Nous quittons Elko le lendemain matin, nous relayant au volant jusqu’à New Castle : nous prenons le petit déjeuner dans un Bob Evans ou un IHOP, roulons toute la journée et descendons dans le premier hôtel Express qui se présente quand nous sommes tous les deux trop fatigués pour conduire. Albion transmet des livres audio de son neurospam à l’autoradio – elle préfère les œuvres datant de plusieurs siècles : Longfellow et compagnie, Tennyson et Shakespeare. Nous nous tapons deux fois Jane Eyre. Le soir venu, nous écoutons de la vieille musique française – du folk et du jazz acoustique, Carla Bruni et Boris Vian. Lorsque Albion dort, j’éteins carrément mon neurospam et mets la radio : de la country dans la plus grande partie du pays, ou bien des stations évangéliques, mais j’écoute cette promesse d’amour de Dieu car même les voix des prêcheurs sont plus faciles à supporter que le silence au milieu duquel toute la mort que j’ai jamais traquée prend substance et demeure pendue à mes pensées comme des quartiers de boucherie.
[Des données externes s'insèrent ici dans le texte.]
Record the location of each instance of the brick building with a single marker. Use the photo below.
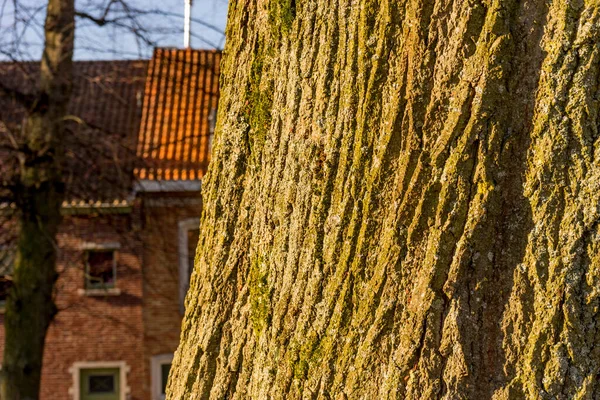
(127, 243)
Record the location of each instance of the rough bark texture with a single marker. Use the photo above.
(39, 195)
(403, 202)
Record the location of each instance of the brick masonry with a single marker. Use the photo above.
(143, 320)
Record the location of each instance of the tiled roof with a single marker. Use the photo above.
(149, 120)
(179, 110)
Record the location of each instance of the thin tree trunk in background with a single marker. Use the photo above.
(403, 203)
(30, 306)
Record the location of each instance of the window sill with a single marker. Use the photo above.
(99, 292)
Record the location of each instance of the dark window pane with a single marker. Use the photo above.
(102, 384)
(193, 236)
(164, 376)
(100, 269)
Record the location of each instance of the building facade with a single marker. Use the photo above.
(131, 222)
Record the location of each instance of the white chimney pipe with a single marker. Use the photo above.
(187, 23)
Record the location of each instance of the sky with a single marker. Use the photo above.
(21, 32)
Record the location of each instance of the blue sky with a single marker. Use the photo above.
(164, 25)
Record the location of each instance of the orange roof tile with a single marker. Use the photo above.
(180, 102)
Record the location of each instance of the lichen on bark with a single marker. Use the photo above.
(426, 207)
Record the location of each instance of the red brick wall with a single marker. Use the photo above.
(99, 328)
(162, 317)
(143, 321)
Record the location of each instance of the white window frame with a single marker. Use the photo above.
(185, 226)
(75, 370)
(110, 246)
(155, 368)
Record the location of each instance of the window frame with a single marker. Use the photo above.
(156, 363)
(184, 227)
(77, 367)
(113, 247)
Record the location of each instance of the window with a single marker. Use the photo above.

Il fait nuit quand nous traversons l’Ohio. Le paysage se change en un élément aussi familier mais oublié que la voix de ma mère – les plaines cédant la place à des champs vallonnés et aux contreforts des montagnes de ce qui fut Pittsburgh. Nous entrons en Pennsylvanie. Lorsque nous atteignons New Castle, il fait nuit noire. Je m’arrête dans l’allée et coupe le moteur, la soudaine absence de bruit et de mouvement tirant Albion de sa rêverie. Une fois les phares éteints, nous restons assis à regarder la propriété – le revêtement en alu de la maison, le pommier sauvage mort sur la pelouse, les arbustes non taillés qui commencent à cerner la véranda. Pas d’électricité, pas de chauffage, donc nous apportons des torches électriques et campons dans le salon. Albion marche de long en large dans les couloirs de l’étage. J’entends des grincements au plafond, ses pas sur le parquet, puis elle redescend les marches branlantes. Elle lâche un cri mais, le temps que je me précipite vers elle, elle s’est déjà mise à rire : dirigeant sa torche sur le mur de la cuisine, juste au-dessus de la cuisinière électrique, elle révèle une tête de cochon souriante peinte au pochoir il y a déjà beau temps : les yeux fous, la lippe pendante et les mots Bienvenue à la maison ! griffonnés dans un phylactère.